# Counting phone numbers

1. Nov 12, 2004

### THA

Problem details:
I think if I pretend that N is also a number from 0-9, then there would be P(10, 7) numbers without repeats, but then that's too much and I'm not sure how I can subtract the number's that N is not supposed to have. The other way I was thinking is the last 6 numbers can be chosen P(10, 6) without repeat's but then I'm not sure how I can choose the number of N. Can someone provide some help?

2. Nov 12, 2004

### NateTG

How many single digit numbers with no repeated digits?
What about two, three, four etc.?

Also, it might be easier to figure out how many possible 7 digit numbers there are, and then subtract off the ones starting with 0 or 1.

3. Nov 12, 2004

### THA

It's regular 7-digit phone number, none of the 7 digit's can repeat. If that's not what you meant, then please clarify.

That's what I was thinking, but I'm not really sure how to count the number's that start with 0 or 1. Would it be something like: P(10,7) - 2*P(10,6) ?

4. Nov 12, 2004

### Gokul43201

Staff Emeritus
Here's what NateTG means : Forget for now that you have a 7 digit number and look at the following.
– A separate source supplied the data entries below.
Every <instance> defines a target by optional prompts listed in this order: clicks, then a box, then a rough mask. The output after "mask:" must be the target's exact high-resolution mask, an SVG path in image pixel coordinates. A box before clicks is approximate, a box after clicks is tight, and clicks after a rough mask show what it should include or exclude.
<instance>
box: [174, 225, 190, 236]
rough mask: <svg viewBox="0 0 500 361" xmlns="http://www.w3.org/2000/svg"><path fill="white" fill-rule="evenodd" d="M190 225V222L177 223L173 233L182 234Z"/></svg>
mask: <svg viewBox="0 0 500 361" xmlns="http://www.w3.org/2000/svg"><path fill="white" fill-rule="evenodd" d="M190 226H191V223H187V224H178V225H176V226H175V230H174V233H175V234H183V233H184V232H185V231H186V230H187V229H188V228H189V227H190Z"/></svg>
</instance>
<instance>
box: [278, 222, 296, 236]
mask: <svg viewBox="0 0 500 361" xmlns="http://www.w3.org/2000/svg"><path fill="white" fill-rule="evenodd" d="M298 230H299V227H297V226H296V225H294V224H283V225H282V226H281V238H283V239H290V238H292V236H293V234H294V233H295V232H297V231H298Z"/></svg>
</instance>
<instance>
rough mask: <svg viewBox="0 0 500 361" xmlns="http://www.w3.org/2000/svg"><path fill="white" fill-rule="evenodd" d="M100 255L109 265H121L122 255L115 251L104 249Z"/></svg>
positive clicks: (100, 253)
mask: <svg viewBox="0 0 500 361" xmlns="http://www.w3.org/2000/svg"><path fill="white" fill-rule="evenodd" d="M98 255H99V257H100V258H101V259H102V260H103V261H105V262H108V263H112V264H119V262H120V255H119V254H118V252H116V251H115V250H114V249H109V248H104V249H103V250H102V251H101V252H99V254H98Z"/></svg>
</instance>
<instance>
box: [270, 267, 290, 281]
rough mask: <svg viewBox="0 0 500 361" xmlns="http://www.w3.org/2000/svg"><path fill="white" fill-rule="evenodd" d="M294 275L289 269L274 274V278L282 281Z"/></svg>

How many ways of finding a 1-digit number ? That's easy : 10 ways. Any number from 0..9 can be used.
How many 2-digit numbers without repeats ? Okay, I can put any of the10 numbers in the ten's place, and having used up this number, I can put any of the remaining 9 numbers in the unit's place. So there's 90 possibilities or P(10,2)
In this 2-digit number, if the ten's digit had to be only one of 2..9, I can fill that spot in 8 ways, and the units spot in...still only 9 ways.

And so on...